Exactly. And ever since WMATA (supposedly) switched some bus lines from a timetable-based to a headway-based schedule, that should be more possible than ever. Rather than "the bus will come at 7:47" - which, of course, is pretty much never the case anyways - have something like what TfL buses use, where between 6:30 and 9:30 buses will come every 4-6 minutes, etc. That would allow the variation inherent to quick turnarounds.

It would probably require dedicated lanes, too, but those are roughly a decade late anyways and can't possibly come soon enough. Eliminate parking on 16th and 14th Streets and replace them with bus lanes.

by MetroDerp on Feb 5, 2013 1:03 pm • linkreport

What about the layover spot for the H8 and 42 bus routes in Mt Pleasant or simply take a lane from Irving Street infront of Columbia Heights Station and allow buses to layover there.

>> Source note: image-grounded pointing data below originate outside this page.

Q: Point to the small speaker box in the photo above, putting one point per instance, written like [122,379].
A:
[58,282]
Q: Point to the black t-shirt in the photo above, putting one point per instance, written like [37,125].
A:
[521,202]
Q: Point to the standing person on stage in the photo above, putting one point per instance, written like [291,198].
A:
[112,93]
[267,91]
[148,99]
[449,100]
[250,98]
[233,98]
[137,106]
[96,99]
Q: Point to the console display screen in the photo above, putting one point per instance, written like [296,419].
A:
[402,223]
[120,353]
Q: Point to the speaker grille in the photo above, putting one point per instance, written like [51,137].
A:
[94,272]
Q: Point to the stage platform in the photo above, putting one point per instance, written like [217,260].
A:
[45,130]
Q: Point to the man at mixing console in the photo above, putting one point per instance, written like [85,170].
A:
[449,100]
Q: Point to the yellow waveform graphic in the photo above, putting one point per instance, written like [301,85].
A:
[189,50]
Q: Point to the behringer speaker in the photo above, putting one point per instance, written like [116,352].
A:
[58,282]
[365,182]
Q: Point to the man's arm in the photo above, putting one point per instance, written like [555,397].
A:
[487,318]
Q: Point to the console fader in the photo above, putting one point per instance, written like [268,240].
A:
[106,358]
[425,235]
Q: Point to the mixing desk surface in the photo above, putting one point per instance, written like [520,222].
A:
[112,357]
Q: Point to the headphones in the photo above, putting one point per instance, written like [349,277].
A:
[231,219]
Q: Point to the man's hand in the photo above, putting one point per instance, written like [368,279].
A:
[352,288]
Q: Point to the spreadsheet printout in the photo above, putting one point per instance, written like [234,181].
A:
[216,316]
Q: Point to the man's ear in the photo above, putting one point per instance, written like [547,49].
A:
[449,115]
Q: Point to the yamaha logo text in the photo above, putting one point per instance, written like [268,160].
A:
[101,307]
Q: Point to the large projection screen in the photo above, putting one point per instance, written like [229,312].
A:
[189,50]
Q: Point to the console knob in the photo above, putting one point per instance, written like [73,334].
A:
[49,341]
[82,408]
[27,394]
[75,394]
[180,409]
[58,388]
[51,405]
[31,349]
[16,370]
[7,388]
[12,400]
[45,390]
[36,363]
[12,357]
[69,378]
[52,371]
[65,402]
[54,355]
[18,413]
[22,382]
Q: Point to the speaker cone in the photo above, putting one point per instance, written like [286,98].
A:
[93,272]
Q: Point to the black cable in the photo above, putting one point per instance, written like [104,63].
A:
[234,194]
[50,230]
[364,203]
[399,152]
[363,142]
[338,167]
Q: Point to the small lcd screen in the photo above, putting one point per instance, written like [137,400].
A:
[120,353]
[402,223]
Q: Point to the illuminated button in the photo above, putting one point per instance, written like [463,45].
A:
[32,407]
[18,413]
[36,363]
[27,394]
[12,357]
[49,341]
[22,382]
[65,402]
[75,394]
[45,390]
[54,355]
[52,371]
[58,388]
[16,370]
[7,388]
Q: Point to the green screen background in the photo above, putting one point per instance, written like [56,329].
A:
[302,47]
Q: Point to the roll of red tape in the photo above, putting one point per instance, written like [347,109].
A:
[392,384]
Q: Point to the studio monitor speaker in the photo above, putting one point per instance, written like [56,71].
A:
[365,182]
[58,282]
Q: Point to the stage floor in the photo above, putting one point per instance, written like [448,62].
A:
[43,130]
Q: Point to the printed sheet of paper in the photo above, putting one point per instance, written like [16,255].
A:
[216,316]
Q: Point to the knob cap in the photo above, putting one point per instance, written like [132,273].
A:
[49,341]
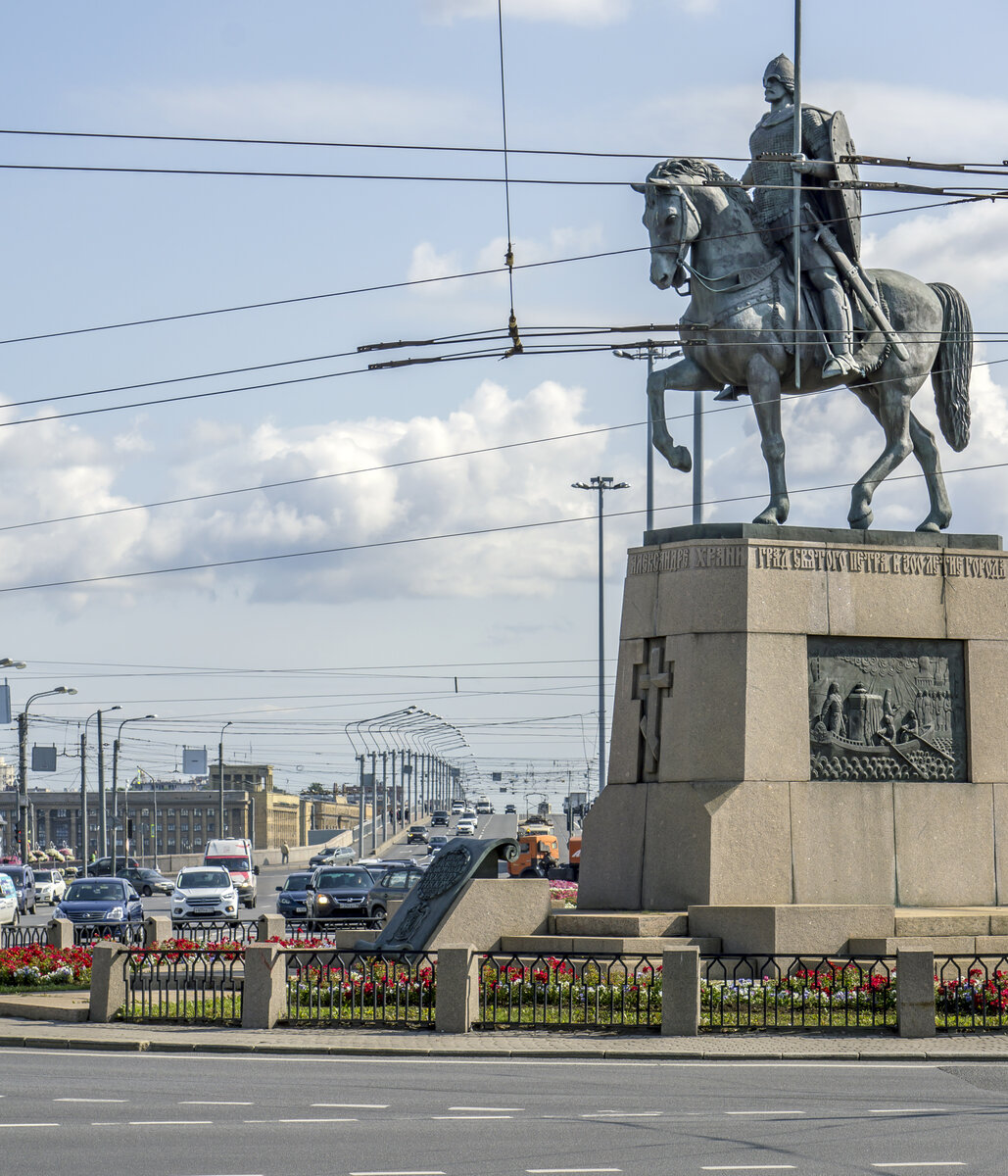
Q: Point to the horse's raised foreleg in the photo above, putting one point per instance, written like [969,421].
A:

Its done on several streets downtown H, I, 9th and 17th streets so why not there.

by kk on Feb 5, 2013 6:28 pm • linkreport

What about using the underground garage at the DCUSA mall as a layover spot? I know it may not ideal, but whenever I've been in the DCUSA garage more than 1/2 of the spaces have been empty.

by Greg on Feb 7, 2013 9:41 am • linkreport

When funding and new vehicles become available, WMATA will implement a new Route 59 limited stop MetroExtra service on 14th Street between the Takoma Metro Station and Federal Triangle. This will provide improved service in this corridor and encourage a large number of riders on the northern end of 14th Street who currently walk to 16th Street to take the more frequent 16th Street service to travel on 14th Street instead. This will free up capacity for S Line riders on the lower end of 16th Street south of Irving Street.

by Douglas Stallworth on Feb 7, 2013 10:21 am • linkreport

I agree with the posters that say if you're going from 16th and U to McPherson Square you should walk. but for those of us going to Federal Triangle it's about an hour walk. Doable, yes, but not ideal. More Federal Triangle buses would make everyone's lives easier! Kishan, thanks for your work on this.

by Stephanie on Feb 12, 2013 12:19 pm • linkreport

[Deleted for violating the comment policy.]

Sometimes I walk, sometimes I don't - for a variety of personal reasons. But it is certainly not up to you [deleted for violating the comment policy] to tell me how far I should walk. (Not to mention any number of seniors, disabled, injured people. Should they just suck it up and walk, too?)

by stebbins on Feb 15, 2013 9:43 am • linkreport


I think the suggestion is only that if you have other options (walking is one) you should consider taking them if you find yourself waiting forever for a bus.

Not everyone has all those options available to them.

by MLD on Feb 15, 2013 9:55 am • linkreport

@ stebbins - I'm with you. People living along the southern half of the route pay taxes just like the other half, so they are entitled to the service, to use as they see fit.

by guesty on Feb 15, 2013 1:51 pm • linkreport

@ Stephanie - Glad that our efforts may yield results soon. Please join us TOMORROW EVENING (Wed, Feb 20):

***Metro will present a proposal for a NEW rush hour bus route***

We have shared two possible layover options with Metro and they have been working hard to consider possible solutions.

Come see them for yourself tomorrow (2/20) at 7pm @ The Chastleton Ballroom; 1701 16th St., NW (16th & R)

We appreciate Metro's consideration. If you want to see this problem addressed, come let Metro know what you think of their proposal.